After a batch completes, SimPilot automatically extracts metrics from every completed simulation and builds a structured comparison. You can also trigger comparison manually for any existing batch.
How comparison works
Metric extraction
The compareResults tool iterates over all completed jobs in a batch. For each job, it calls the solver plugin's extractResults() function, which reads solver logs from the case directory and extracts:
- Convergence status: Whether residuals dropped below the convergence threshold (1e-3 for OpenFOAM)

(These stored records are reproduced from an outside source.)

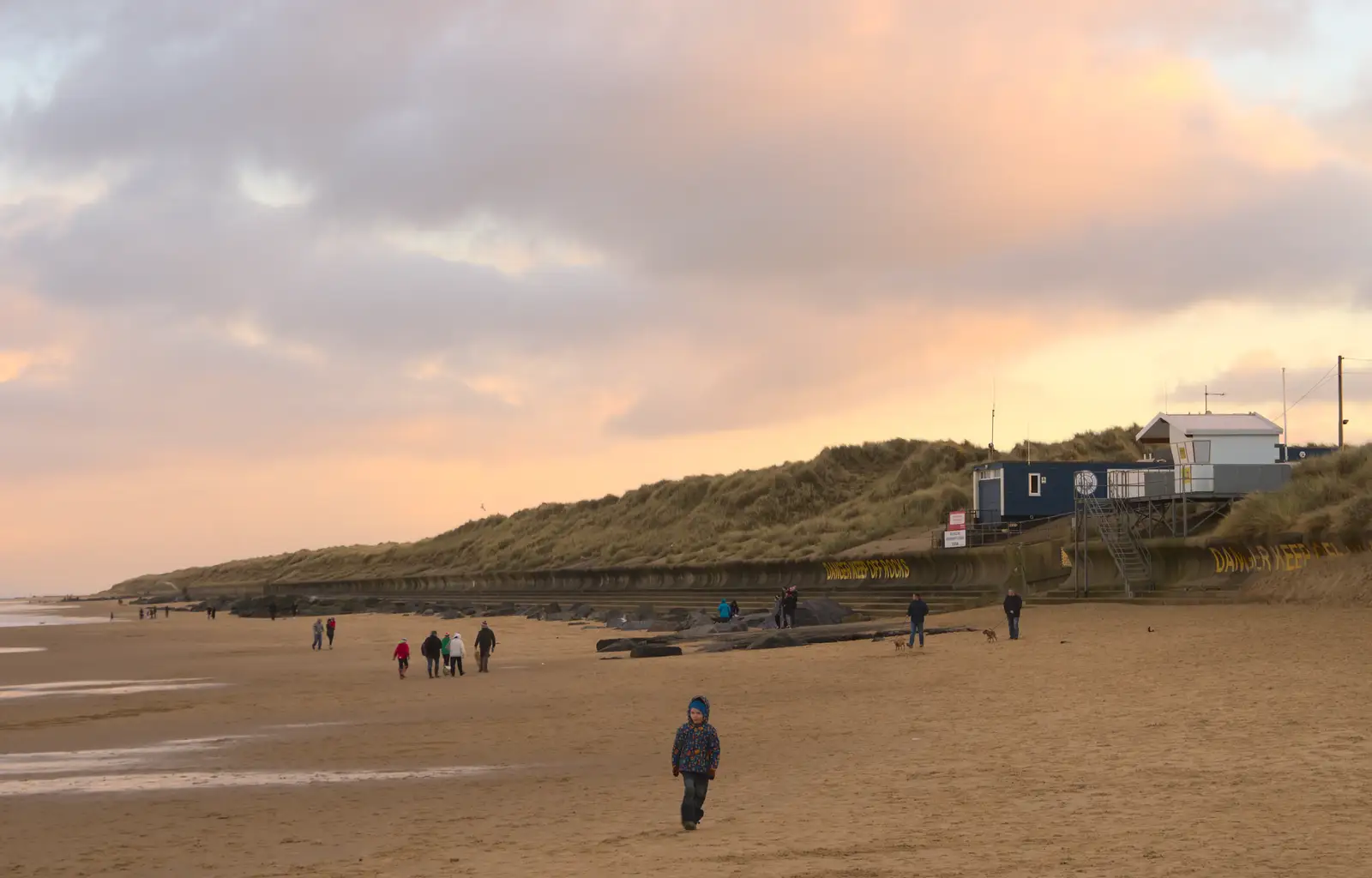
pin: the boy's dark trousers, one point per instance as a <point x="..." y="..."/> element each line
<point x="697" y="785"/>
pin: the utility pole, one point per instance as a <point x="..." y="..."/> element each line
<point x="1341" y="401"/>
<point x="1207" y="394"/>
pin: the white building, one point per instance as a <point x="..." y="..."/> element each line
<point x="1207" y="439"/>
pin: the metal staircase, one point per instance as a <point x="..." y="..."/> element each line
<point x="1113" y="521"/>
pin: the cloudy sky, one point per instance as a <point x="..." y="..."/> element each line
<point x="302" y="274"/>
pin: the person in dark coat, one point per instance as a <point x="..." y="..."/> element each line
<point x="484" y="646"/>
<point x="432" y="652"/>
<point x="788" y="608"/>
<point x="917" y="610"/>
<point x="1013" y="605"/>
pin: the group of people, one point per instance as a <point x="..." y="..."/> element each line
<point x="443" y="655"/>
<point x="320" y="630"/>
<point x="918" y="610"/>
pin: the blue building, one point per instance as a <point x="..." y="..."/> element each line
<point x="1297" y="453"/>
<point x="1024" y="490"/>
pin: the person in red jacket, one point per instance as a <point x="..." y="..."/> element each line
<point x="402" y="656"/>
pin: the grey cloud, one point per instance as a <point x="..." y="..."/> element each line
<point x="695" y="146"/>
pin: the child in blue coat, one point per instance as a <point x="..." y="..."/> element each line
<point x="696" y="759"/>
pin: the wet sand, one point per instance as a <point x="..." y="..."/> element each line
<point x="1230" y="741"/>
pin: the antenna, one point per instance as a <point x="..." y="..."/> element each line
<point x="1286" y="436"/>
<point x="992" y="415"/>
<point x="1207" y="394"/>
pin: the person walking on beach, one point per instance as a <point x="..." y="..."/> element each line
<point x="788" y="608"/>
<point x="1013" y="605"/>
<point x="484" y="646"/>
<point x="431" y="649"/>
<point x="696" y="759"/>
<point x="917" y="610"/>
<point x="402" y="656"/>
<point x="457" y="649"/>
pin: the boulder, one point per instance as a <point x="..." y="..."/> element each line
<point x="617" y="645"/>
<point x="821" y="612"/>
<point x="653" y="651"/>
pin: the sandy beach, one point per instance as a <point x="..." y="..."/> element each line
<point x="1231" y="740"/>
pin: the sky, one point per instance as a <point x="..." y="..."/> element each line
<point x="327" y="272"/>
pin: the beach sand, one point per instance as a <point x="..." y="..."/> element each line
<point x="1231" y="741"/>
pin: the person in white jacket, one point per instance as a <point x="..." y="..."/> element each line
<point x="456" y="651"/>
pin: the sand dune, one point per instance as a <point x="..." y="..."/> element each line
<point x="1230" y="741"/>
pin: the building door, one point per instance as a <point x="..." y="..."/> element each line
<point x="988" y="501"/>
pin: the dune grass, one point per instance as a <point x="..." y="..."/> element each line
<point x="844" y="497"/>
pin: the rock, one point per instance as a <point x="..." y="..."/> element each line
<point x="619" y="645"/>
<point x="821" y="612"/>
<point x="777" y="641"/>
<point x="653" y="651"/>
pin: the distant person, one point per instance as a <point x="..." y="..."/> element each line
<point x="696" y="759"/>
<point x="431" y="649"/>
<point x="484" y="646"/>
<point x="917" y="610"/>
<point x="402" y="656"/>
<point x="1013" y="605"/>
<point x="788" y="608"/>
<point x="459" y="651"/>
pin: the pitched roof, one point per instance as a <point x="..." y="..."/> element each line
<point x="1207" y="425"/>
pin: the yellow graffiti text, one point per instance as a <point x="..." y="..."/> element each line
<point x="889" y="568"/>
<point x="1280" y="557"/>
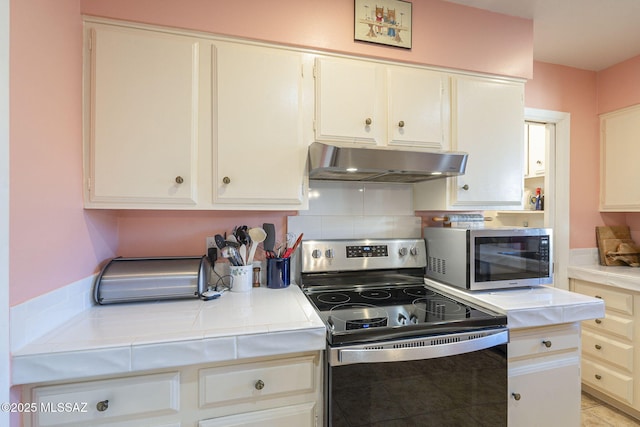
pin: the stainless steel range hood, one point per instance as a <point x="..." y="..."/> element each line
<point x="332" y="163"/>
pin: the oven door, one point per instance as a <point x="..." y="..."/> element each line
<point x="454" y="379"/>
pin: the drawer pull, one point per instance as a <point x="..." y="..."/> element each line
<point x="102" y="406"/>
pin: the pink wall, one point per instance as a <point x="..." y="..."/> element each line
<point x="619" y="87"/>
<point x="444" y="34"/>
<point x="52" y="240"/>
<point x="559" y="88"/>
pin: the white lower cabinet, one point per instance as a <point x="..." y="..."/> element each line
<point x="294" y="415"/>
<point x="609" y="356"/>
<point x="544" y="376"/>
<point x="274" y="391"/>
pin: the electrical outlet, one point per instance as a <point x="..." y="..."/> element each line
<point x="211" y="243"/>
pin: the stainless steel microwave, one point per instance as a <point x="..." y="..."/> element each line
<point x="489" y="258"/>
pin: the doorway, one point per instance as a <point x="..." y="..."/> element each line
<point x="556" y="182"/>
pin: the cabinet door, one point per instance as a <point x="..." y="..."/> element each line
<point x="418" y="108"/>
<point x="619" y="155"/>
<point x="143" y="138"/>
<point x="488" y="116"/>
<point x="295" y="415"/>
<point x="349" y="101"/>
<point x="260" y="151"/>
<point x="547" y="392"/>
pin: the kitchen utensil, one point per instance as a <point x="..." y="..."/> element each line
<point x="242" y="278"/>
<point x="258" y="235"/>
<point x="220" y="241"/>
<point x="243" y="253"/>
<point x="232" y="241"/>
<point x="292" y="249"/>
<point x="231" y="253"/>
<point x="270" y="241"/>
<point x="278" y="272"/>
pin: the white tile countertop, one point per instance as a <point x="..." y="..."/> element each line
<point x="124" y="338"/>
<point x="534" y="306"/>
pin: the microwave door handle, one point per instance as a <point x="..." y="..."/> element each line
<point x="349" y="356"/>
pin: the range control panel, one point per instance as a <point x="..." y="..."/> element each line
<point x="367" y="251"/>
<point x="363" y="254"/>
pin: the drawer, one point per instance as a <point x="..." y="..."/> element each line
<point x="608" y="380"/>
<point x="613" y="299"/>
<point x="612" y="351"/>
<point x="303" y="415"/>
<point x="612" y="324"/>
<point x="537" y="341"/>
<point x="100" y="401"/>
<point x="251" y="381"/>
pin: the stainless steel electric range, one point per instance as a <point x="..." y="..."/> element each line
<point x="399" y="351"/>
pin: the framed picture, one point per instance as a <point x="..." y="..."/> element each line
<point x="383" y="21"/>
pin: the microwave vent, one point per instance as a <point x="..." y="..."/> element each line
<point x="437" y="265"/>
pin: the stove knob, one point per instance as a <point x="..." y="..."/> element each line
<point x="402" y="319"/>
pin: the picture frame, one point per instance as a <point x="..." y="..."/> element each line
<point x="386" y="22"/>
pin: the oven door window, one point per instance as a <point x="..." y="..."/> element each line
<point x="511" y="258"/>
<point x="464" y="390"/>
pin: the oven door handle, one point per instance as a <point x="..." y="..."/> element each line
<point x="417" y="349"/>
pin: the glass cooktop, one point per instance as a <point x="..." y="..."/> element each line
<point x="363" y="313"/>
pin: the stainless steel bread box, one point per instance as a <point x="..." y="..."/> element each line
<point x="149" y="279"/>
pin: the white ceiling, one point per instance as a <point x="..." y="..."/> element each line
<point x="585" y="34"/>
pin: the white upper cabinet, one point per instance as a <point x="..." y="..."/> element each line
<point x="260" y="152"/>
<point x="371" y="103"/>
<point x="142" y="132"/>
<point x="180" y="122"/>
<point x="349" y="101"/>
<point x="619" y="156"/>
<point x="487" y="119"/>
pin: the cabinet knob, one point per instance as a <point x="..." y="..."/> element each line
<point x="102" y="406"/>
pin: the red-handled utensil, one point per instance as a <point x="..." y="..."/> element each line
<point x="292" y="249"/>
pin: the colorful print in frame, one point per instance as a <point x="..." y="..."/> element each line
<point x="383" y="21"/>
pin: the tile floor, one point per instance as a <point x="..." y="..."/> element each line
<point x="596" y="413"/>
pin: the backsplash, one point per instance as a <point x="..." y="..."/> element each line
<point x="345" y="210"/>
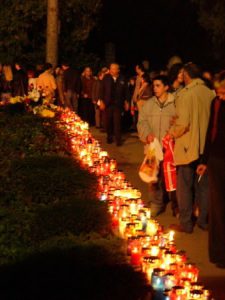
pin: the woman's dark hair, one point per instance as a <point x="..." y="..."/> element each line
<point x="173" y="72"/>
<point x="141" y="67"/>
<point x="146" y="77"/>
<point x="164" y="79"/>
<point x="193" y="70"/>
<point x="47" y="66"/>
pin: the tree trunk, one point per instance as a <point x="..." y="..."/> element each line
<point x="52" y="32"/>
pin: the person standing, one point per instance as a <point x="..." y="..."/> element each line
<point x="46" y="83"/>
<point x="86" y="103"/>
<point x="20" y="81"/>
<point x="189" y="130"/>
<point x="140" y="71"/>
<point x="115" y="96"/>
<point x="145" y="91"/>
<point x="96" y="97"/>
<point x="6" y="82"/>
<point x="176" y="78"/>
<point x="154" y="121"/>
<point x="213" y="161"/>
<point x="71" y="86"/>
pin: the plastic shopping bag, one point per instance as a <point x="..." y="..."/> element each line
<point x="149" y="169"/>
<point x="169" y="167"/>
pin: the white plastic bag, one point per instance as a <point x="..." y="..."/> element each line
<point x="149" y="169"/>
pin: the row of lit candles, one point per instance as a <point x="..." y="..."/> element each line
<point x="150" y="249"/>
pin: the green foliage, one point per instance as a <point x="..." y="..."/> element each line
<point x="56" y="240"/>
<point x="72" y="274"/>
<point x="44" y="193"/>
<point x="23" y="28"/>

- Iteration count: Total solver iterations completed
- Final residuals: Per-field residual values at the last iteration (e.g.,
finalResidual.Ux, finalResidual.p)
- Custom metrics: Solver-specific quantities like drag coefficient, heat flux, or mass flow rate
Comparison table
Extracted metrics are assembled into a markdown table with columns for case label, solver, convergence status, and every extracted metric key. This table is returned both as structured data and as rendered markdown in the chat.
Rankings
For each metric, the system computes best and worst rankings across all simulations. Rankings are sorted by metric value, making it easy to identify which configuration performed best.
Regression alerts
If a baseline simulation is specified (or the first simulation is used as default), the system computes deltas for every metric against the baseline and flags values that exceed configurable tolerance thresholds.
Storage
The full comparison result -- including summary, regression alerts, and any extraction errors -- is stored in the batch record's comparisonResult field with a generation timestamp.
Regression alerts
Regression detection compares each simulation's metrics against a baseline and applies tolerance thresholds:
| Metric type | Default tolerance |
|---|
| Iterations | 20% |
| Residuals | 50% |
| All other metrics | 10% |
You can override tolerances per metric when invoking the comparison. Alerts are classified by severity:
- Warning: Delta exceeds the tolerance threshold
- Critical: Delta exceeds 2x the tolerance threshold
Pass a tolerances map when comparing results to set per-metric thresholds. For example, you might set a tight 5% tolerance on drag coefficient but allow 30% variation in iteration count.
Comparison view UI
The batch comparison renders directly in the chat interface with:
- Side-by-side metric tables: Every simulation in a row, every metric in a column, with convergence status highlighted
- Best/worst rankings: For each metric, the best and worst performers are identified with their labels and values
- Regression alerts: Color-coded warnings and critical alerts showing which simulations deviated from the baseline and by how much
- CSV export: Download the comparison table as CSV for external analysis in spreadsheets or plotting tools
Handling extraction errors
Not every simulation in a batch may yield extractable metrics. Common reasons include:
- The simulation failed before producing any output
- Log files were not written due to an early crash
- Transient runtime errors (rate limits, timeouts) during metric extraction
The comparison system handles these gracefully:
- Extraction errors are collected and reported alongside the comparison results
- Failed extractions do not block the comparison -- metrics from successful jobs are still compared
- Transient errors are retried up to 4 times with exponential backoff before being marked as failures
Golden baselines
Golden baselines are version-controlled, validated baseline configurations that serve as reference points for regression testing. You will be able to pin a simulation result as a golden baseline, and all future runs of similar cases will be automatically compared against it. This feature is under active development.
Case history search
SimPilot stores metadata for every simulation run, enabling search across your simulation history. You can search past simulations by:
- Physics type: CFD, heat transfer, multiphase, reactive flow
- Geometry: Similar shapes or uploaded geometry files
- Solver: Which OpenFOAM application was used
- Turbulence model: k-epsilon, k-omega SST, laminar, LES variants
- Reynolds number: Approximate flow regime
- Convergence status: Filter for converged or failed runs
This makes it easy to find previous runs that are similar to your current problem, compare approaches, and build on past work rather than starting from scratch.